Landwirtschaftsbetrieb JVA Witzwil
- Betrieb: 825 Hektaren nach ÖLN (inklusive 110 Hektaren Alp auf dem Chasseral, wo im Sommer jeweils 140 bis 150 Tiere gealpt werden) – rund 200 ha Getreide, 150 ha Grünland, 50 ha Mais, 40 ha Raps, 25 ha Zuckerrüben, 20 ha Kartoffeln, rund 15 bis 20 ha Eiweisserbsen, Sonnenblumen und andere Spezialkulturen, 70 ha extensive Wiesen als Ökoflächen
- Tiere: 90 Milchkühe mit Aufzucht sowie 70 Mutterkühe und Rindviehmast, 9 eigene Arbeitspferde und rund 70 Aufzuchtfohlen, 30 Freilandmuttersauen sowie 500 Mastschweine, demnächst 200 Legehennen und etwa 20 Bienenvölker
- Vermarktung: Saatkartoffeln und etwas Saatgetreide wird für die SEMAG produziert, Milch wird an die Aaremilch AG geliefert, Rinder und Schweine werden teilweise in der hauseigenen Metzgerei verwertet und zusammen mit anderen Erzeugnissen wie Eiern, Gemüse, Kartoffeln und Milch unter anderem an die Betriebsküche und den Hofladen geliefert.
Der Grossbetrieb braucht Koordination
Die Bewirtschaftung der mehreren Hundert Hektaren erfordert viel Planung und Koordination.

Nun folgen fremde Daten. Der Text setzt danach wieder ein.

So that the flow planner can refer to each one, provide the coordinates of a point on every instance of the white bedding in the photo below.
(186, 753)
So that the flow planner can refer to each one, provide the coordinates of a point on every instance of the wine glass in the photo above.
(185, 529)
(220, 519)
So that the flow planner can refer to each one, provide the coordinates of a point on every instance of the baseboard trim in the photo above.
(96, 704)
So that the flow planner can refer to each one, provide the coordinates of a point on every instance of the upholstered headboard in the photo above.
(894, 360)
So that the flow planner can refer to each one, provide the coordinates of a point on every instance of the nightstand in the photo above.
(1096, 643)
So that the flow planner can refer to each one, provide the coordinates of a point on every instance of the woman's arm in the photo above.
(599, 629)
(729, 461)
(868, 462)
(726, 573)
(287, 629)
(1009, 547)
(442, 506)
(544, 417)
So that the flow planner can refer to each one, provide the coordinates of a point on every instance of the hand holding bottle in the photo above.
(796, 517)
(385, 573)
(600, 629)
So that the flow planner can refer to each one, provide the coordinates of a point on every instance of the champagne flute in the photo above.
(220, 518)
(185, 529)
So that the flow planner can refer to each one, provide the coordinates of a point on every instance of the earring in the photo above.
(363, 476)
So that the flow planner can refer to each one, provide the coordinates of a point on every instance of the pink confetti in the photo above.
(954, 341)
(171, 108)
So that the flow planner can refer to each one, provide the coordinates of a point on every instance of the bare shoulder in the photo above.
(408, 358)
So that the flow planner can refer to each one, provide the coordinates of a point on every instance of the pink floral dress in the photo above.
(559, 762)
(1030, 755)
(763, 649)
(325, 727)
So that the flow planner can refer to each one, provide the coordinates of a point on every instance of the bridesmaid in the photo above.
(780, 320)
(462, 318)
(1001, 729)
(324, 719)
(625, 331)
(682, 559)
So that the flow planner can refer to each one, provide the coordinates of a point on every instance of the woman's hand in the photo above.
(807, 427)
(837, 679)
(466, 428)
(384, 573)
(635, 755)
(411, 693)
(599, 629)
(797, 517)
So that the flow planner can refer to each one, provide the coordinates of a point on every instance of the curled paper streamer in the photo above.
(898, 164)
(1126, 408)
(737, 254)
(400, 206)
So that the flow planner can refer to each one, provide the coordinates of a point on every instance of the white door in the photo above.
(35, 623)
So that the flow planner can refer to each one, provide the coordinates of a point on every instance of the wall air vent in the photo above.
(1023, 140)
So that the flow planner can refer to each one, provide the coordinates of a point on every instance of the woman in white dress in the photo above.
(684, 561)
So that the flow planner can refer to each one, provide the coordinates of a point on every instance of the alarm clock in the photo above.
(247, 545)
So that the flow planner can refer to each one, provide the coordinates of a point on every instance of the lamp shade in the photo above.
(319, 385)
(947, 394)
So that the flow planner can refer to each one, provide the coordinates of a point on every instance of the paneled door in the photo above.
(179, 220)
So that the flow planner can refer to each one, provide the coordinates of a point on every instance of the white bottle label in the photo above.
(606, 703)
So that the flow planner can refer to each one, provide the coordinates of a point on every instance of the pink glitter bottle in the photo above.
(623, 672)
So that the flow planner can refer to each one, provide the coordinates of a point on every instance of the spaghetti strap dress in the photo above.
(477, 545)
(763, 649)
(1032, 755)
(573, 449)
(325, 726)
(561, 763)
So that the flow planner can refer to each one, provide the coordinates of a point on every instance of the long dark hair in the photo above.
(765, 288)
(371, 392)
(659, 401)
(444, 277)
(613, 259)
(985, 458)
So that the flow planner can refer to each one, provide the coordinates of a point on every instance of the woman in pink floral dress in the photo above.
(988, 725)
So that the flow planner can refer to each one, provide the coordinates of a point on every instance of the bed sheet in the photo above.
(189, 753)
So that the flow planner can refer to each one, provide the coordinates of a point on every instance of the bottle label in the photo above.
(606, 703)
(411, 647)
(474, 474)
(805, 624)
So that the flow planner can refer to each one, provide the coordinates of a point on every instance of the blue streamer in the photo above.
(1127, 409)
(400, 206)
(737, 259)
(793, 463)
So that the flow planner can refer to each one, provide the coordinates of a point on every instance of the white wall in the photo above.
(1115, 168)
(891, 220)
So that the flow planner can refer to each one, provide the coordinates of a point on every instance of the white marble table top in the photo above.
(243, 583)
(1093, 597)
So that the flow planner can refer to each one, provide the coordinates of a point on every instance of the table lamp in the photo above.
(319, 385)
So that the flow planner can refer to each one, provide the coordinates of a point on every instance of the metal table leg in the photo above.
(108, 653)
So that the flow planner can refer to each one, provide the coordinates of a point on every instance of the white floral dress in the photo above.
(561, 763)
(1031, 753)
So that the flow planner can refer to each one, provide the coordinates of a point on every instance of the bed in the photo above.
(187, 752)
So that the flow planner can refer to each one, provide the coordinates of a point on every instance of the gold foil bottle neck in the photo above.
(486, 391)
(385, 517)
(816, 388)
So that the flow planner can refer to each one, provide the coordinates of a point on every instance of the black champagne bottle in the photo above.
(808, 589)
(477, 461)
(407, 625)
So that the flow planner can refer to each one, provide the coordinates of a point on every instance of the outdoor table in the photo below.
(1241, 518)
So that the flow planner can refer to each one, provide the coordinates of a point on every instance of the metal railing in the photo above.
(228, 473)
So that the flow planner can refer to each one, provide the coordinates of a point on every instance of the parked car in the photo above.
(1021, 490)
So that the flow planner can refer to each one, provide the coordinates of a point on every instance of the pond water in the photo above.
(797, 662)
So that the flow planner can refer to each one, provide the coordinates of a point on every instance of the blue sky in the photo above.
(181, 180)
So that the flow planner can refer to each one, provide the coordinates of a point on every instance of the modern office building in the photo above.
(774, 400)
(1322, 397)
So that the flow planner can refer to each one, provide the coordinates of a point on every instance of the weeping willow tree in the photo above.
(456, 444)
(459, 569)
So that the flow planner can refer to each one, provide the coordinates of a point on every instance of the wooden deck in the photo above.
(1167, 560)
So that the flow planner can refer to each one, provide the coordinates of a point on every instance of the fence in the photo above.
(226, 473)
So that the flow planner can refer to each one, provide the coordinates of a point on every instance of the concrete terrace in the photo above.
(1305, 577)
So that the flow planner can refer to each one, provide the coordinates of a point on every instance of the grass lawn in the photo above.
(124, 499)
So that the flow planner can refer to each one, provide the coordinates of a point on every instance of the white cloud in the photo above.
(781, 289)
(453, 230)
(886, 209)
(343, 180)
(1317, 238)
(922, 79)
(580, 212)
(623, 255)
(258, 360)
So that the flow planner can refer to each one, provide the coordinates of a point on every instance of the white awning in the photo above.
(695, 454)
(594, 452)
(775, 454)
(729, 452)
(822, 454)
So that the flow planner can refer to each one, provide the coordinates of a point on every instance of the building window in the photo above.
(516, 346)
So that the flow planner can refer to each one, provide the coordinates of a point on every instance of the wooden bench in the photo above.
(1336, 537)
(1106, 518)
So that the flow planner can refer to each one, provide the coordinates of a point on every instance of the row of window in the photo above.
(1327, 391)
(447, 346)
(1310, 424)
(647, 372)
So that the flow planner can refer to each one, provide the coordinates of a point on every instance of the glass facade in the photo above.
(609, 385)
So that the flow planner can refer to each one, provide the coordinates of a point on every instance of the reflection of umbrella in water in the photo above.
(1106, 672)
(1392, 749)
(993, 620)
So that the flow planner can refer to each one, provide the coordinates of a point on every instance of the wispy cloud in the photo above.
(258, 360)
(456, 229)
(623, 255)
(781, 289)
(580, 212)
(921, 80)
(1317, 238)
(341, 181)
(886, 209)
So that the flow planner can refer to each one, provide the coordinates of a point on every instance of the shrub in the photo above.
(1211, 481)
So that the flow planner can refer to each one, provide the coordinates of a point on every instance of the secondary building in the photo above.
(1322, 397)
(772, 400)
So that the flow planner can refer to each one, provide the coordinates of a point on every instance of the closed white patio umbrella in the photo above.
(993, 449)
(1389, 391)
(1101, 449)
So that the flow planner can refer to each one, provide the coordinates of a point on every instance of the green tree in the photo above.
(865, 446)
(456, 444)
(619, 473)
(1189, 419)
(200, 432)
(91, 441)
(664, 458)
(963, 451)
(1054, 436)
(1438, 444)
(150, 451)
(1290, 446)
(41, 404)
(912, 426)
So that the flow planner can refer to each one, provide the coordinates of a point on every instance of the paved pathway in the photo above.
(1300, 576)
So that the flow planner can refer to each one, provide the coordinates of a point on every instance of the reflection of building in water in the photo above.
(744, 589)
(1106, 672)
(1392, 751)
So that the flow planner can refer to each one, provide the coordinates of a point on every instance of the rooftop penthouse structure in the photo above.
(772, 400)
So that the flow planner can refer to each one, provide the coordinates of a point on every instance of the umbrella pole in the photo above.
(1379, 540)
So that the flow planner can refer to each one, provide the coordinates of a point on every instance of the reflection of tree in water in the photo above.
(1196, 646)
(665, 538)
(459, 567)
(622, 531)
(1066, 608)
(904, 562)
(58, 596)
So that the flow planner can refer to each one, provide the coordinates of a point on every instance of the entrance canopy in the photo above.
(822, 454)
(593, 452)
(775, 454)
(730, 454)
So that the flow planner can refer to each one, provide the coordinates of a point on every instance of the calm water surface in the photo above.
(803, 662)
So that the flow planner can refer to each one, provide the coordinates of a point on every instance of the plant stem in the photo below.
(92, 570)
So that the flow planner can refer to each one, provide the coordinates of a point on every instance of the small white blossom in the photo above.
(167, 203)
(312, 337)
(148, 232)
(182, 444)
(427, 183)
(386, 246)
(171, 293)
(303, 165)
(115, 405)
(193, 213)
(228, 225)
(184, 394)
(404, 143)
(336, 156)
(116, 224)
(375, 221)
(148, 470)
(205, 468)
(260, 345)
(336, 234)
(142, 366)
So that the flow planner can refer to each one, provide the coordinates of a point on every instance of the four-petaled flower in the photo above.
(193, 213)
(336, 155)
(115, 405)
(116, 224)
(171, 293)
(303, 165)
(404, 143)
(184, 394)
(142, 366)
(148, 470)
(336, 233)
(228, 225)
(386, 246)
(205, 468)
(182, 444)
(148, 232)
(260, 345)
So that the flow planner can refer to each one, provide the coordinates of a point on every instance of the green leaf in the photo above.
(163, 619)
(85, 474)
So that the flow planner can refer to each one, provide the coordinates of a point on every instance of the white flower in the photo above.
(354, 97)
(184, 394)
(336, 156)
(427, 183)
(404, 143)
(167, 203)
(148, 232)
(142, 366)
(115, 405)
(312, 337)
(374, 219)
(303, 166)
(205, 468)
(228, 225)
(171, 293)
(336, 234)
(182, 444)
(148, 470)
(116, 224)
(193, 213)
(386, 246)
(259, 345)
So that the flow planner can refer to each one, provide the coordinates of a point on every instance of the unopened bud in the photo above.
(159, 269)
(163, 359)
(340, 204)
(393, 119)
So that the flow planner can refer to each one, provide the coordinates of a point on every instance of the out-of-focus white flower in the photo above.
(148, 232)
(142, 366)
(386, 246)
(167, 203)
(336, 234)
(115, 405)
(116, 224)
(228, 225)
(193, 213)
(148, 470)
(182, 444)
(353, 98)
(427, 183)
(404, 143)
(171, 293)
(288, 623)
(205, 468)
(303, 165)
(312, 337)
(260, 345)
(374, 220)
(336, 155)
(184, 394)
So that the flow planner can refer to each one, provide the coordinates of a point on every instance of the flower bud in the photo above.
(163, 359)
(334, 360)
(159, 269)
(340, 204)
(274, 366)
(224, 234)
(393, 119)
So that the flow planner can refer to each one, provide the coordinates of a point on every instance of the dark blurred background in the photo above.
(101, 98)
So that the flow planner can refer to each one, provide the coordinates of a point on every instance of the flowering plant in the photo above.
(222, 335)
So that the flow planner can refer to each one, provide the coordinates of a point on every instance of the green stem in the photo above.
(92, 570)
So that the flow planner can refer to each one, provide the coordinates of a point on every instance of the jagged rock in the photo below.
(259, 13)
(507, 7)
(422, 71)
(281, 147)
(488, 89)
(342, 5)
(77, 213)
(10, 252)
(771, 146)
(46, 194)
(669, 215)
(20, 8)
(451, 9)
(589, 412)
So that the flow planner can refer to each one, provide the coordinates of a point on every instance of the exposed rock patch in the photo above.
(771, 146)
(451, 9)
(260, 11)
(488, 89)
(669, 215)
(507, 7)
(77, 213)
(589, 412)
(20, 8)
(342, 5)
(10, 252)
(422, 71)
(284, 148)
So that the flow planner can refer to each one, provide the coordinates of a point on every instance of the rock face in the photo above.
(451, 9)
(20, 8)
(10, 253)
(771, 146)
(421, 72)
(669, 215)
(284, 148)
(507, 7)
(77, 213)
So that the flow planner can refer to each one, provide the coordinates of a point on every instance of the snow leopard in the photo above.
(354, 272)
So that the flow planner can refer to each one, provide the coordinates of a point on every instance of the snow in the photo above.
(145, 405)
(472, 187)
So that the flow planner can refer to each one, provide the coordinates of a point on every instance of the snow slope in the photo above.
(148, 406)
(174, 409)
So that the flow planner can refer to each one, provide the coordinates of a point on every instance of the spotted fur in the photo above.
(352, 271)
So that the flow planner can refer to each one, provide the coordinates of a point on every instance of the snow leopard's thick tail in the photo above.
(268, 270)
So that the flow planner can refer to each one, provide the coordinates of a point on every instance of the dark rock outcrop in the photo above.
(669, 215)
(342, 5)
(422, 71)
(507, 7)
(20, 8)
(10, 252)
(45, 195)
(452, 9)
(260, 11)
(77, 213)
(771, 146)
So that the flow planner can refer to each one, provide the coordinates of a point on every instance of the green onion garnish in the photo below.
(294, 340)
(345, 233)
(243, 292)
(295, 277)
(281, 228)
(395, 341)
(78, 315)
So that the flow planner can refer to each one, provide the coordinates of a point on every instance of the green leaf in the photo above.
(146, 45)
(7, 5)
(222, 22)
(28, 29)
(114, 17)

Jede Woche setzen sich die Abteilungsleiter mit dem Bereichsleiter zusammen und besprechen die anstehenden Arbeiten: «Hinzu kommt die Herausforderung mit der Integration der Hilfskräfte, die nicht vom Fach sind und spezielle Anforderungen mit sich bringen, was man in der ganzen Arbeitsplanung berücksichtigen muss», erklärt Johannes Knöpfle.
Johannes Knöpfle, Abteilungsleiter«Wir müssen Zielkonflikte umschiffen sowie unvorhergesehene Unterbrechungen auffangen können.»
Gleichzeitig müsse der Landwirtschaftsbetrieb die Verträge und Verpflichtungen wie beispielsweise mit der Saat- und Pflanzgut AG (SEMAG) einhalten. «Wir müssen Zielkonflikte umschiffen sowie unvorhergesehene Unterbrechungen auffangen können», erklärt der Abteilungsleiter weiter.
Hindernis und Chance zugleich
Im Gegensatz zu anderen Landwirtschaftsbetrieben erfordern das Aufgleisen von neuen Ideen und das Umsetzen von Projekten in Witzwil etwas mehr Geduld, da bei der Kantonsbehörde immer zuerst abgeklärt werden müsse, ob die jeweiligen Pläne überhaupt erwünscht seien. Investitionen würden in einem Fünfjahresplan erfasst, erklärt Johannes Knöpfle: «Wir müssen also immer weit vorausplanen. Wenn wir etwas an Gebäuden ändern wollen, geht das zuerst durch alle Amtsmühlen. So hat der Bau des neuen Kälberstalls rund zehn Jahre gedauert.»
Auf der anderen Seite bedeuten die Grösse und die Besitzverhältnisse des Betriebs, dass viel Raum und Platz für Neues besteht, um beispielsweise mit neuen Kulturen zu tüfteln. «Wir bauen bereits in der vierten Saison rund eine halbe Hektare Nassreis an. Das läuft sehr gut, es ist super für die Gefangenen und zudem erst noch wirtschaftlich interessant», schildert Johannes Knöpfle.